If a man says ‘yes’ he means maybe.
If he says ‘maybe’ he means no.
If he says ‘no’–he is no gentleman.
If a woman says ‘no’ she means maybe.
If she says ‘maybe’ she means yes.
If she says ‘yes’–she is no lady.
This was a favorite joke of Paul Dirac (1902-1984), a brilliant physicist so shy that his Cambridge colleagues coined a unit, the dirac, to stand for the smallest measurable quantum of speech. Dirac was what I call an Aleph male–distracted from Alpha ambitions by his private obsessions.

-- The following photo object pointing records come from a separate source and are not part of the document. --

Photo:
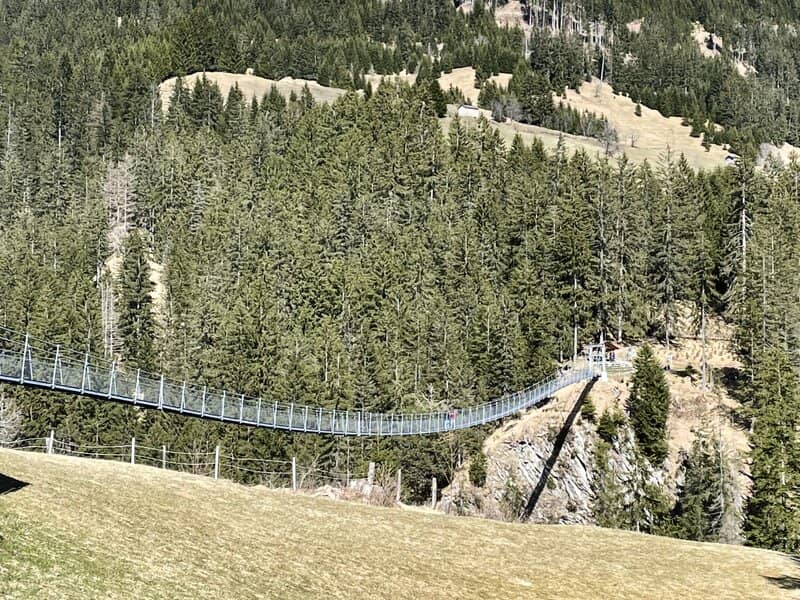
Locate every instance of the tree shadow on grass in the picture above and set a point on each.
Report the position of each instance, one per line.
(786, 582)
(9, 484)
(561, 438)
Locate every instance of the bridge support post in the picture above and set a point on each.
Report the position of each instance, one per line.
(85, 372)
(216, 462)
(24, 357)
(55, 366)
(399, 484)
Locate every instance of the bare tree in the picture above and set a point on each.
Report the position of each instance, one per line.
(609, 137)
(10, 419)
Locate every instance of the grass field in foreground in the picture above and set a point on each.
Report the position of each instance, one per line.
(93, 529)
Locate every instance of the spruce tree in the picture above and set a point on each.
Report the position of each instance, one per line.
(706, 510)
(773, 511)
(648, 406)
(136, 323)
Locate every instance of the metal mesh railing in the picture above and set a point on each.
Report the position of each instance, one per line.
(36, 363)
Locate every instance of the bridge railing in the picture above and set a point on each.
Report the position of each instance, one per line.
(28, 361)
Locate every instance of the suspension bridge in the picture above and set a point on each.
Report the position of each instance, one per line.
(36, 363)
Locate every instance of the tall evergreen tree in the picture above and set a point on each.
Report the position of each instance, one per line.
(773, 510)
(648, 406)
(135, 303)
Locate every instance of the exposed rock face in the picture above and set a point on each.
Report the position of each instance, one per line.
(538, 469)
(566, 495)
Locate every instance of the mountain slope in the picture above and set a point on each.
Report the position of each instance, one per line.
(85, 529)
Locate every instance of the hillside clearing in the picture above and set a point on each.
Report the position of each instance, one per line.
(251, 86)
(647, 137)
(87, 529)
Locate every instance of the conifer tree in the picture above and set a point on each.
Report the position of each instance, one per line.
(136, 323)
(773, 510)
(648, 406)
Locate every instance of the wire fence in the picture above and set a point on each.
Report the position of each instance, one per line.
(270, 472)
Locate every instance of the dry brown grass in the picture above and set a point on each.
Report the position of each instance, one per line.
(652, 133)
(251, 86)
(92, 529)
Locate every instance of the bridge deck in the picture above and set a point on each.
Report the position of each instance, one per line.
(33, 363)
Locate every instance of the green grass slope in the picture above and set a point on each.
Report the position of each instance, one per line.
(94, 529)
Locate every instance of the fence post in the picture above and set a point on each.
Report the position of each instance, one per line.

I met Dirac and his wonderful wife Moncie the summer before his 80th birthday. There is a famous summer school for physics in the little hilltown of Sicily known as Erice. I was a young physics wife, quite visibly pregnant. (Just one year before, my bottom was pinched black-and-blue by Sicilian men, but my little round belly got me treated me like a queen.)
I have a nerdy fondness for learning languages, so I served as an amateur guide to physicists who didn’t speak any Italian. I was delighted to be the chosen companion of a Nobel laureate for an hour or two, even if our mutual goal was to buy him some shoes. Professor Dirac was courteous but shy–and when he smiled, he had a wonderfully naughty twinkle in his eye.
I thought Moncie was a very lucky woman.